An effective loan review function provides an independent assessment on the credit risk within a bank’s loan portfolio. A bank’s ability to identify and manage risk within its loan portfolio may be an area of increased scrutiny.
In June 2020, the primary supervisory agencies for banks issued the final Interagency Guidance on Credit Risk Review Systems, partially replacing the 2006 statements. The guidance focuses on ongoing credit risk review, prompt recognition of risk grade changes, independence from the lending function and timely communication to management.
An effective loan review function can:
- Make observations on how well the bank is following regulations, as well as internal policies and procedures.
- Assess the accuracy of risk grades and timeliness of appropriate grade changes.
- Provide feedback on best practices in origination and monitoring, along with noted portfolio trends.
- Prepare a bank for merger and acquisition activity.
An effective loan review function should:
- Consist of professionals with the required independence from the lending function, as well as the experience to understand and communicate best practices.
- Generate and present reports to management that are timely, clear, complete and impartial.
Determining the Scope
The bank’s internal loan review policy should detail the scope and minimum coverage for reviews, including any requirements or recommendations from the regulator. Additionally, the bank should evaluate the current policy scope, as it may need to expand for today’s credit environment.
A thorough loan review policy includes:
- Prioritizing an independent sample to capture the appropriate penetration by loan type, segment, vintage and other parameters.
- Determining optimal frequencies for various reviews to attain the portfolio coverage.
- Identifying an appropriate level of documentation review, in addition to operational and compliance reviews.
The credit portion of the loan review must be performed by professionals with extensive experience in credit analysis, loan policy and regulations, portfolio monitoring and problem loan management. Personnel reviewing the portfolio must be seasoned in numerous traditional commercial and consumer lending products, and may also assist with the determination of appropriate reserves. They may also need experience in niche lending areas depending on the bank’s current portfolio and plans for future growth.
Regulatory guidance notes that insufficient loan documentation could result in losses and be cause for a lesser risk grade. A comprehensive loan review function should include an assessment of loan documentation that goes beyond the underwriting and approval of loans. The documentation portion of loan review should be completed by professionals with paralegal and banking experience, including loan closings and collateral perfection. They may need to have proficiency in documenting niche lending products, depending on the portfolio and growth plans.

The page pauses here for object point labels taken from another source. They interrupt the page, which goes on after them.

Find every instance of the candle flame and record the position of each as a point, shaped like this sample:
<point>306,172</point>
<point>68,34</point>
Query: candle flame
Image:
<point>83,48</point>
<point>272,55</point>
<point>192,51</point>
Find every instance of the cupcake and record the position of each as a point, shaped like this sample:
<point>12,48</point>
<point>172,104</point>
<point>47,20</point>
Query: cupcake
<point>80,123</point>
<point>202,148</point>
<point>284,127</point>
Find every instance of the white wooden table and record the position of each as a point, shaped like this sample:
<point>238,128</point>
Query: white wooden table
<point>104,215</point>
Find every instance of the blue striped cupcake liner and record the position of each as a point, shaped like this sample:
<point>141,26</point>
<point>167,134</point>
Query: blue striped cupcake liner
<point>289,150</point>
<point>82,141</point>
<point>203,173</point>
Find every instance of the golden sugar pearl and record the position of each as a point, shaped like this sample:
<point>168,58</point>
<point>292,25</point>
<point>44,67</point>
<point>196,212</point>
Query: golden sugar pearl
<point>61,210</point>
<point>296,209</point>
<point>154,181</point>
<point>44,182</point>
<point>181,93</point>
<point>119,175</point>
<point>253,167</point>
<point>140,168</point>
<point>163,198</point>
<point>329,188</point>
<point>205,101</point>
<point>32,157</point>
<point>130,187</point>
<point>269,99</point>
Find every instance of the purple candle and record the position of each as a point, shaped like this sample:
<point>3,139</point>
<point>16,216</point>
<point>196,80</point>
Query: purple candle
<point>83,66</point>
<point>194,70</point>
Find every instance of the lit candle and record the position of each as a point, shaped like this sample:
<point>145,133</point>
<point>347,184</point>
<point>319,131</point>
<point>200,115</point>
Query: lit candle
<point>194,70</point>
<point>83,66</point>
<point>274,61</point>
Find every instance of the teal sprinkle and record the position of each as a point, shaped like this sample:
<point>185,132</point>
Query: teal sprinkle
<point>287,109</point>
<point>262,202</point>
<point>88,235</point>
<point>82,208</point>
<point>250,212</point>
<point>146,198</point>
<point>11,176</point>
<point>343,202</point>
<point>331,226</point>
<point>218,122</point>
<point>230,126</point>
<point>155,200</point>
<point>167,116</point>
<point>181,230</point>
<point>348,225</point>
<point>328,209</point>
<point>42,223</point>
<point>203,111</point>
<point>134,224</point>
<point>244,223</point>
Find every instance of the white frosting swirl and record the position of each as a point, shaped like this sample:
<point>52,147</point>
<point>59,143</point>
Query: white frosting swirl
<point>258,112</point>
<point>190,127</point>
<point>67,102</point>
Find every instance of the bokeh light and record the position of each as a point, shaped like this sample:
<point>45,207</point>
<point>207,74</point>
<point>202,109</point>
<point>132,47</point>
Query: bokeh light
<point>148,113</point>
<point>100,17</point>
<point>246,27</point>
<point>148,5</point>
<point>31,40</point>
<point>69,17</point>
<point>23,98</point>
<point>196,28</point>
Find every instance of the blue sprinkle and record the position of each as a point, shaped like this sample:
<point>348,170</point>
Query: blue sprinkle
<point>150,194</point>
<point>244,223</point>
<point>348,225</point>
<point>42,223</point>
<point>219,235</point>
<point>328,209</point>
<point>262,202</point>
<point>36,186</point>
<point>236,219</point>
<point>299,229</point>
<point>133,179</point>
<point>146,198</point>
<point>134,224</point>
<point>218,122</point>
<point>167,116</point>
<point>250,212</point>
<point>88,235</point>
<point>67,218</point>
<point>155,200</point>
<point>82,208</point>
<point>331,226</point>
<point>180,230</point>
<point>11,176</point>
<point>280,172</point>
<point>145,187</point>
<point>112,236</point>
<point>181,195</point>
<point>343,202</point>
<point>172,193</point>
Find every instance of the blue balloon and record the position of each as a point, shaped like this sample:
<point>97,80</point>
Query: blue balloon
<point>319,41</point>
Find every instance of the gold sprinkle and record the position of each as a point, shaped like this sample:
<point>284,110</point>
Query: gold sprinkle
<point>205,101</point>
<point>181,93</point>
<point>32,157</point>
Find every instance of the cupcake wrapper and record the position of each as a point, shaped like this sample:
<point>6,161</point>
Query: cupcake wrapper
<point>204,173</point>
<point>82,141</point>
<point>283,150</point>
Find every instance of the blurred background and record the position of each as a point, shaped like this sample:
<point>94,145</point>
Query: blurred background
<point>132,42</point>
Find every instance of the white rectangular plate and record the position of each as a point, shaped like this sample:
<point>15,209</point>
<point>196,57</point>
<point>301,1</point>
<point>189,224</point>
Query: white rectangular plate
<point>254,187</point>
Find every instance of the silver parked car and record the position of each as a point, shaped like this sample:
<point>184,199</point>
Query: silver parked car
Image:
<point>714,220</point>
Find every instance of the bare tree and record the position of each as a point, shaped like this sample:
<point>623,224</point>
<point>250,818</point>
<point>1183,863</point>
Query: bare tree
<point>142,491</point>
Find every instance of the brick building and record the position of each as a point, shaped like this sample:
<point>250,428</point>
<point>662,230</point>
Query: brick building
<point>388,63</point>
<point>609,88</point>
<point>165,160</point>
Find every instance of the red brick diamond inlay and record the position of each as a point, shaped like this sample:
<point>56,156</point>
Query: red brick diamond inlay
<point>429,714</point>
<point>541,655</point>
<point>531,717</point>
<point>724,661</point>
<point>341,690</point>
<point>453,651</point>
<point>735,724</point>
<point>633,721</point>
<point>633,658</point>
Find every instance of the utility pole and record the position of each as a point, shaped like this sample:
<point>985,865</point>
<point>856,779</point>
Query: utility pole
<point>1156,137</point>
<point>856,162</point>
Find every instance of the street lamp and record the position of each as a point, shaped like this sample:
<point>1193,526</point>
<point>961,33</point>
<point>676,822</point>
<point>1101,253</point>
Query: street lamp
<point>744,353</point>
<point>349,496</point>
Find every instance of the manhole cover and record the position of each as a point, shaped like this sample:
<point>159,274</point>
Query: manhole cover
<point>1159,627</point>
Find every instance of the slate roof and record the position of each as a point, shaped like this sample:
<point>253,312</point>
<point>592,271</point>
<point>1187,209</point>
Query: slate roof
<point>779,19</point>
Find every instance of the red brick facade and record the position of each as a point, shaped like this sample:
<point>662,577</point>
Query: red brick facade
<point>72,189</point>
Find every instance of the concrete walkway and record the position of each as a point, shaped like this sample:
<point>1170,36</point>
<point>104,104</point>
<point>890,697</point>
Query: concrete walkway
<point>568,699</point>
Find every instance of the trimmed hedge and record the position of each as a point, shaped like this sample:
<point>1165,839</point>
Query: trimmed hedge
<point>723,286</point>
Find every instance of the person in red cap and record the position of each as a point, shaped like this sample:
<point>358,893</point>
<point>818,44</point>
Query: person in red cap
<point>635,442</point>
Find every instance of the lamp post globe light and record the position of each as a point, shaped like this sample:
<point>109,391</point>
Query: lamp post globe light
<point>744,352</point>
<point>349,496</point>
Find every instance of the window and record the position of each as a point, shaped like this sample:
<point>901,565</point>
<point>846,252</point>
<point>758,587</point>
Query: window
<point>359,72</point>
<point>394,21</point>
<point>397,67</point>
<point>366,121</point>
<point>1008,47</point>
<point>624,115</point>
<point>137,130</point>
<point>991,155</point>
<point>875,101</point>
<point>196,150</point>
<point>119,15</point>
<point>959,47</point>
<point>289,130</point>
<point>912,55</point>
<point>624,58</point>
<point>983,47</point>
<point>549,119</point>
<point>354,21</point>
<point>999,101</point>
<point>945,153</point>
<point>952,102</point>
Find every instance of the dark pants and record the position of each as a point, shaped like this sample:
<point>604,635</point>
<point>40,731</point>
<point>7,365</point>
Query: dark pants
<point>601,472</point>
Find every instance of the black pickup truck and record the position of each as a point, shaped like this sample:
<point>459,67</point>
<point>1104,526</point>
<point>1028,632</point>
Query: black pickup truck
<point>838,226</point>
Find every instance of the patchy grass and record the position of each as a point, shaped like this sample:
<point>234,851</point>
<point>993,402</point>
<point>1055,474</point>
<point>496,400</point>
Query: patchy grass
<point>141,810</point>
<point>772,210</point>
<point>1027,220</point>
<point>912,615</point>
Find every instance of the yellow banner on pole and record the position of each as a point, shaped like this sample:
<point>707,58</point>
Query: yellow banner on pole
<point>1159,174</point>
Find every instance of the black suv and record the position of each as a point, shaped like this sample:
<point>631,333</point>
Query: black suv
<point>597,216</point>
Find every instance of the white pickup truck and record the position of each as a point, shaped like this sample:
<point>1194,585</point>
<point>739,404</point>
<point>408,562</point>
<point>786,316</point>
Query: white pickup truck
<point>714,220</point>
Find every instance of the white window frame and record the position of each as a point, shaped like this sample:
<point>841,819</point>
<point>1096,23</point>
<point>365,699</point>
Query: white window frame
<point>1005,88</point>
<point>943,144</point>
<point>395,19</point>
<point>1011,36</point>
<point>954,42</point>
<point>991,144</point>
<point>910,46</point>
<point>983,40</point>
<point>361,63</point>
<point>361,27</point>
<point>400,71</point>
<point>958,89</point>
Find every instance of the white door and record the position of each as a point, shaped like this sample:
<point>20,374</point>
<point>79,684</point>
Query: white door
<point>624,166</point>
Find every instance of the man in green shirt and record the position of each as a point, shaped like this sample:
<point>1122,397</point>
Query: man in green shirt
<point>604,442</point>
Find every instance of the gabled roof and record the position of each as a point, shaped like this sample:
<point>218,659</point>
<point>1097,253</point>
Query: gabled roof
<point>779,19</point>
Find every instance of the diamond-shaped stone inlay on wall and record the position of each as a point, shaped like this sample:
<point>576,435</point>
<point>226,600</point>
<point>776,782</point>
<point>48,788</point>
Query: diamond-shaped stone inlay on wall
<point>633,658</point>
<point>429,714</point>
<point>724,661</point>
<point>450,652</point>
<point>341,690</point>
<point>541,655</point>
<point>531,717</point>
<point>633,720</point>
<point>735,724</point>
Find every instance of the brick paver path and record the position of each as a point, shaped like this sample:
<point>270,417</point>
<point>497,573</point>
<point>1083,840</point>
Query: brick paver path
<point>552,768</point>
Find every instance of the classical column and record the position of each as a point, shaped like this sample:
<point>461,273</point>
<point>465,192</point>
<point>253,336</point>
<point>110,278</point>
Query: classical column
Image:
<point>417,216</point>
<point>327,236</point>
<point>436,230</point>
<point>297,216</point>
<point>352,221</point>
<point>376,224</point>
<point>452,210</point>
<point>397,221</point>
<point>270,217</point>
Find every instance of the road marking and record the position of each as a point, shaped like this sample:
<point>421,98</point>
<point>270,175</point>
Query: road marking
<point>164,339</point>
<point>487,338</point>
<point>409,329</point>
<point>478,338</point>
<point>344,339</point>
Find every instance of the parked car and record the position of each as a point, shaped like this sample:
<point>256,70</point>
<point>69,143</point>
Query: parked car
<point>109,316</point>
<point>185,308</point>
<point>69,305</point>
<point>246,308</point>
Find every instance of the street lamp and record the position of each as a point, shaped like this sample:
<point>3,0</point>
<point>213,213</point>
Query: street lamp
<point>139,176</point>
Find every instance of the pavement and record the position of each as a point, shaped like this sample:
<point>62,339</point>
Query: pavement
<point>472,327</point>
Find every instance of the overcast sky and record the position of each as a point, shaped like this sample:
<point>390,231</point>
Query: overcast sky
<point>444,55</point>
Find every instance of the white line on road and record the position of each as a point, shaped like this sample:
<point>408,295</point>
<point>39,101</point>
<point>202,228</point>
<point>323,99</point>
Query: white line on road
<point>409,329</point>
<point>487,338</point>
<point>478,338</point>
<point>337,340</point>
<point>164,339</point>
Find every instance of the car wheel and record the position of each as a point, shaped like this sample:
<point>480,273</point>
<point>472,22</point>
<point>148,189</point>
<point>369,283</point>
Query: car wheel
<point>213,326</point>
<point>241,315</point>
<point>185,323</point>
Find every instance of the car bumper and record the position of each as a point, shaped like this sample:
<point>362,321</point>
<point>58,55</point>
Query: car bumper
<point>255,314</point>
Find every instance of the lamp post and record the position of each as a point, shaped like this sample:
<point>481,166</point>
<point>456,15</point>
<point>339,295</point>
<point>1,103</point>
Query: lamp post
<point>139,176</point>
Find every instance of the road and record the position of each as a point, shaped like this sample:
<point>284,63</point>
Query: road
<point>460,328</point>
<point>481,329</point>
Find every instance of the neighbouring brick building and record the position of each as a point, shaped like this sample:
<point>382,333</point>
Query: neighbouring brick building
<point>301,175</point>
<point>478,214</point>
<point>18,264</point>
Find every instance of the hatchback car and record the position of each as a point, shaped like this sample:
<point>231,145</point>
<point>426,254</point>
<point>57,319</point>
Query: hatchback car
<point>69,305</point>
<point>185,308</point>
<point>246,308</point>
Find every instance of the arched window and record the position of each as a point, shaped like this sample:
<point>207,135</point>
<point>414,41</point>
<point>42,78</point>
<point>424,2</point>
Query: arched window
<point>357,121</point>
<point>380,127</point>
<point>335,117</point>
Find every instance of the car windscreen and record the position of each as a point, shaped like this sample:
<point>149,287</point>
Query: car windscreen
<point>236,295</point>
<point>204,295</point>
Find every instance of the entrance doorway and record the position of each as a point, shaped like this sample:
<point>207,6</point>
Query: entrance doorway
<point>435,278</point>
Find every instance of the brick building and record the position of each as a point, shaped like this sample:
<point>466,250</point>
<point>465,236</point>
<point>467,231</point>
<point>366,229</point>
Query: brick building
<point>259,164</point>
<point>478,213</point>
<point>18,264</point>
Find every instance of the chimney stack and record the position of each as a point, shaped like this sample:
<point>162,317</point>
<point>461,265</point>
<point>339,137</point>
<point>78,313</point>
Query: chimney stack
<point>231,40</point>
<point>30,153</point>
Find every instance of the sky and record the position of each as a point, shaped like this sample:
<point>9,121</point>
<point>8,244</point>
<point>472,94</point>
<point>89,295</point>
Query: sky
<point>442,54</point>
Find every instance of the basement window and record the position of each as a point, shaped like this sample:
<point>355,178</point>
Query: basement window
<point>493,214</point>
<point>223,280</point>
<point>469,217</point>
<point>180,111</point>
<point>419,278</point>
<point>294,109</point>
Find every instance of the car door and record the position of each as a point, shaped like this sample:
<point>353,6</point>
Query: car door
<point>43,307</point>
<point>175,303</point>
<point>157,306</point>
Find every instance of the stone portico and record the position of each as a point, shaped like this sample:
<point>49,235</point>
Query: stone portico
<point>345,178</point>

Beyond Traditional Loan Review
A bank may decide to outsource or co-source the loan review function based on independence, capacity, niche lending ensuring the loan review team has experience or other factors. If its growth strategy includes mergers and acquisitions, ensuring the loan review team has experience with due diligence loan reviews, credit marks and loss given defaults, as well as distinct accounting capabilities, is vital.
An effective loan review function, with experienced professionals, allows banks to stay current on regulations, industry updates and market trends, bringing best practices to the management team and contributing to a comprehensive risk management policy.